Seit März bietet Bayer Vital "im Auftrag von Almirall" (Spanien) das von Aventis (Frankreich) hergestellte gering sedierende
Antiallergikum Ebastin (EBASTEL) an. Die Werbung verspricht "mehr Freiheit" und "gute Verträglichkeit - Sedierung auf Plazebo-
Niveau"1 bei der symptomatischen Behandlung der saisonalen und perennialen Rhinitis sowie von Juckreiz und Quaddelbildung bei unklarer
Urtikaria.2
EIGENSCHAFTEN: Ebastin ist chemisch eine Variante von Terfenadin (siehe Abbildung). Beide Stoffe sind potenziell kardiotoxisch. Als
Prodrugs werden sie nach der Absorption in einen das Herz weniger beeinflussenden antiallergisch wirksamen Metaboliten umgewandelt (Terfenadinsäure [=
Fexofenadin; TELFAST] bzw. die Carebastin genannte Ebastinsäure). Die Verstoffwechselung ist Zytochrom-P450-3A4-abhängig und kann durch CYP-
3A4-Hemmer behindert werden. Die kardiotoxische Muttersubstanz reichert sich dann an.3 Die Halbwertszeit von Carebastin beträgt 15 bis 19
Stunden. Zwei Drittel einer Dosis werden als konjugierte Metaboliten im Urin ausgeschieden.2
WIRKSAMKEIT: Täglich 10 mg Ebastin wirken bei saisonaler allergischer Rhinitis wie die ebenfalls gering sedierenderen Antihistaminika
Cetirizin (ZYRTEC u.a.), Loratadin (LISINO u.a.) und Terfenadin (TERFENADIN STADA u.a.),4 das allerdings wegen kardiotoxischer Effekte nicht mehr
verwendet werden sollte (a-t 1997; Nr. 12: 122-3). Bei starker Symptomatik scheinen 20 mg Ebastin der 10-mg-Dosis
überlegen zu sein. Im Vergleich mit 10 mg Cetirizin pro Tag bessern täglich 20 mg Ebastin die Gesamtheit morgendlicher und abendlicher Symptome
jedoch nur anfangs deutlicher. Nach zwei Wochen besteht kein Unterschied mehr.5
Bei perennialer allergischer Rhinitis reduzieren in einer vom Cetirizin-Hersteller UCB gesponserten Studie 10 mg Ebastin pro Tag nasale Symptome
(verstopfte Nase, Nasenschleimabsonderung, Niesen, Juckreiz) in der ersten Woche weniger effektiv als täglich 10 mg Cetirizin.
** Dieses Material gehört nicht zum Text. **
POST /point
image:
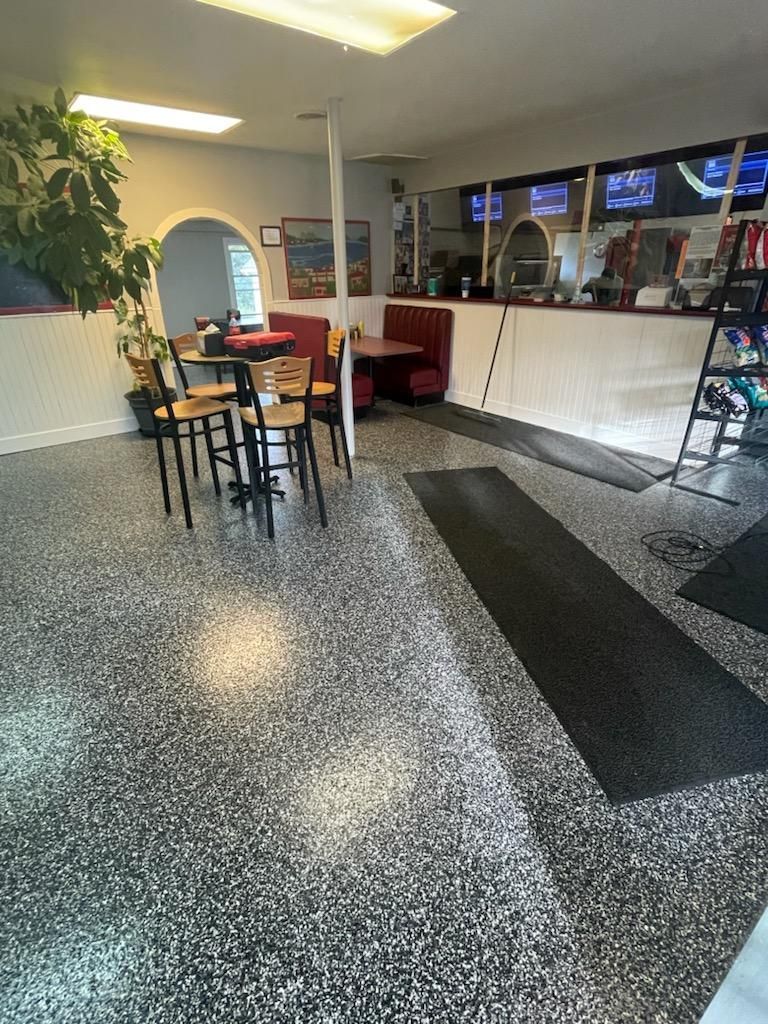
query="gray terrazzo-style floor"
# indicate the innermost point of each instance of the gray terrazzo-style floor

Nach vierwöchiger
Einnahme sind unter Ebastin signifikant weniger Patienten symptomfrei.6
Bei chronischer Urtikaria wirken täglich 10 mg Ebastin im dreimonatigen Vergleich wie zweimal täglich 60 mg Terfenadin.7
STÖRWIRKUNGEN: Unerwünschte Effekte entsprechen denen anderer gering sedierender Antihistaminika: Kopfschmerzen (6% bis 13%),
Müdigkeit (1% bis 9%), Schlafstörungen (unter 5%) und Mundtrockenheit (4% bis 7%).4 In der Literatur beschriebene Störeffekte wie
Veränderung des Appetits, Pruritus,4 Harnverhaltung,8 Hitzewallungen, Asthmaanfall,5 Schwindel und Erbrechen7 werden
in der Fachinformation nicht genannt.
Aus gepoolten Studiendaten9 und der Erprobung an gesunden Probanden mit Hochdosierungen bis 100 mg Ebastin pro Tag10 wird auf ein geringeres
kardiotoxisches Potenzial von Ebastin als von Terfenadin oder Astemizol (nicht mehr im Handel; a-t 1997; Nr. 1:
16) geschlossen. Angeblich bleibt unter 10 mg oder 20 mg Ebastin ein Effekt auf die QTc-Zeit aus.9 Verlängerung dieses EKG-Parameters gilt als
Hinweis auf Gefährdung durch Herzrhythmusstörungen einschließlich Torsade de pointes. Im Tierexperiment verlängert Ebastin jedoch die
QTc-Zeit wie Astemizol oder Terfenadin ausgeprägt und dosisabhängig.3 Der Anbieter warnt vor der Verwendung von Ebastin bei Patienten mit
bekannter Verlängerung des QTc-Intervalls oder Hypokaliämie sowie vor gleichzeitiger Einnahme von Arzneimitteln, die das QTc-Intervall verlängern
oder Zytochrom P450-3A4 hemmen wie Azolantimykotika und Makrolidantibiotika.1
DOSIS UND KOSTEN: Ebastin (EBASTEL) wird mit 5,67 €/Woche bei 10 mg/Tag auf dem Preisniveau des Cetirizin-Originals ZYRTEC (5,90
€/Woche bei 10 mg/Tag) eingeführt, verteuert jedoch die Therapie im Vergleich zu Cetirizin-Nachfolgeprodukten wie CETIRIZIN-RATIOPHARM (2,31
€/Woche) in Deutschland auf das Zweieinhalbfache. Muss die Ebastin-Dosis bei ausgeprägtem Heuschnupfen verdoppelt werden, verfünffachen
sich die Behandlungskosten. In Österreich ist Ebastin zugelassen, aber noch nicht im Handel.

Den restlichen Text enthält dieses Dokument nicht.